I can't afford $4-$8 for a single blank to practice on.
Maybe someone has some mistakes they'd be willing to sell for cheap for me to practice on?


----------



## OLLIEwinz (Apr 14, 2016)

the woodturningz acrylic sampler pack is $30 and comes with 12 random blanks, that comes out to $2.50 each 
hope this helps


----------



## TonyL (Apr 14, 2016)

I used to turn all at 2000. Now, the more brittle, the fast I turn (2500 to 3000). My tools are very sharp though. This is what works for me. Mixed material, I turn at 2200.

I drill at 800 to 1000 on a lather in 3/8 inch increments and a pilot hole to minimize the brit walking upwards. 

Again, works for me.


----------



## Edgar (Apr 14, 2016)

I started out turning about 1800 rpm, but as I gained experience & confidence, I moved up to 2200 and eventually to 3000 (or whatever the actual top 3 speeds were on my lathe). Now that I have a variable speed lathe, I turn pens & other small things in the 2700-3200 range.

I use that speed for turning both wood & acrylic and also for sanding & finishing. As noted by others, sharp tools & light cuts are important. A light touch, rapid movement & good quality sandpaper are key for sanding at those speeds. I use Mirca gold flex on wood & Abranet mesh on acrylic for 320-600 grit then micro mesh sheets cut into 1" strips for 1500-12000. What grit I actually start with depends on how good a job I did with my turning.


----------



## KenV (Apr 14, 2016)

You cannot turn too slow.  (At a dead stop you are carving).  Human powered lathes are not very fast and turners have done marvels at slow speed.

Turn as fast as you are comfortable with and get good results.  Learning at slow speeds is pretty safe, and allows thought of processes.   

Add speed with improved skills in turning and sharpening.


Turn safely and have fun


----------



## qquake (Apr 14, 2016)

I turn all acrylics at 2000-2200. It's what feels comfortable to me.


----------



## Herb G (Apr 14, 2016)

I should have mentioned, I have turned a few wooden pens. Mostly Slim Line, if it makes a difference. I was curious as to why different plastics were turned at different speeds is all. I am branching out, making different pen kits, different materials, etc.

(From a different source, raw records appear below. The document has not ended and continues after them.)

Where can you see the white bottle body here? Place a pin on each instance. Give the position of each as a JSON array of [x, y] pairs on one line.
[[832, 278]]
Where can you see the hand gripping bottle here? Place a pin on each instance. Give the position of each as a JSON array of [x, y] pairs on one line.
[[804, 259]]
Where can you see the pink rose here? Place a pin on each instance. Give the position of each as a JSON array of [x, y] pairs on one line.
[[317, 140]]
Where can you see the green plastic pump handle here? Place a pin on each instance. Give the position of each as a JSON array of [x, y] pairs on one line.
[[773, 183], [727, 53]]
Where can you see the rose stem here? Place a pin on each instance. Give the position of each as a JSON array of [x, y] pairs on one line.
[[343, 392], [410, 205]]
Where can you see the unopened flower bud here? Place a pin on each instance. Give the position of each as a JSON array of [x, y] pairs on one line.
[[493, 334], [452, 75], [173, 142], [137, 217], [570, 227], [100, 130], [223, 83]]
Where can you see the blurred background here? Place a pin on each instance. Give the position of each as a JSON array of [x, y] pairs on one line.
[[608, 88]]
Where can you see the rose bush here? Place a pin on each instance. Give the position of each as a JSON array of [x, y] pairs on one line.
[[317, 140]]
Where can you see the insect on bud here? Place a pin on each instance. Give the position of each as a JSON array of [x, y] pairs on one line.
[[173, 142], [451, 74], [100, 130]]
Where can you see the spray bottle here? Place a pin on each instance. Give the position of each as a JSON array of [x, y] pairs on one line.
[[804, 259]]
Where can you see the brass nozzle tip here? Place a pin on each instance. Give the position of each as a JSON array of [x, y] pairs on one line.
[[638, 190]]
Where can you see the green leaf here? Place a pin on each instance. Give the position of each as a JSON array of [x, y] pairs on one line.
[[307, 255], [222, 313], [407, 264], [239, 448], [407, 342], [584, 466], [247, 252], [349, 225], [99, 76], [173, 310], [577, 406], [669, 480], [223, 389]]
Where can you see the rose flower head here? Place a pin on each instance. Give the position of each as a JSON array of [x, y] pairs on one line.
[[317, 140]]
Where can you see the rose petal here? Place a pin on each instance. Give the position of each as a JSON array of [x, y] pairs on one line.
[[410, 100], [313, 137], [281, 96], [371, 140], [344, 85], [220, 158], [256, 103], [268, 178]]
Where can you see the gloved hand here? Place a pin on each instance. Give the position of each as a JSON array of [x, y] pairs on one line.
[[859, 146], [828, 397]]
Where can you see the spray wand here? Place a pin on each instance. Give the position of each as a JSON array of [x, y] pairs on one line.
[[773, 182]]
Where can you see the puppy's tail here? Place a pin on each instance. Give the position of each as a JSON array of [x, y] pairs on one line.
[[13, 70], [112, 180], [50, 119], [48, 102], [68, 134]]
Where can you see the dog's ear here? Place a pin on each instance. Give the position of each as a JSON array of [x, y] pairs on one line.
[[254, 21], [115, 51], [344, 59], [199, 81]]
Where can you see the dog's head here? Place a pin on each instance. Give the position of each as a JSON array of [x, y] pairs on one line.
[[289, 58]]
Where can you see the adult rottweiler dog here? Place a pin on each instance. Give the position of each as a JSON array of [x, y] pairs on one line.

Slim Line pens get pretty boring after awhile. No disrespect meant.


----------



## mecompco (Apr 14, 2016)

I'll admit to ignorance about turning at different speeds. I turn everything at full speed (3700 or thereabouts). Not sure what advantage there might be to turning small spindles more slowly?

I do drill, square, and sand at ~500. Buffing is at full speed.

Just MHO, FWIW.

Regards,
Michael


----------



## Bob in SF (Apr 14, 2016)

I turn wood or resins at 3500-4000 with carbide tools and a nice sharp skew; roughen brass pen tubes with 150 grit at 500; and sand with 400 or 600-12000 grit at 500-700rpm (striving for minimal sanding by careful skew handling).


----------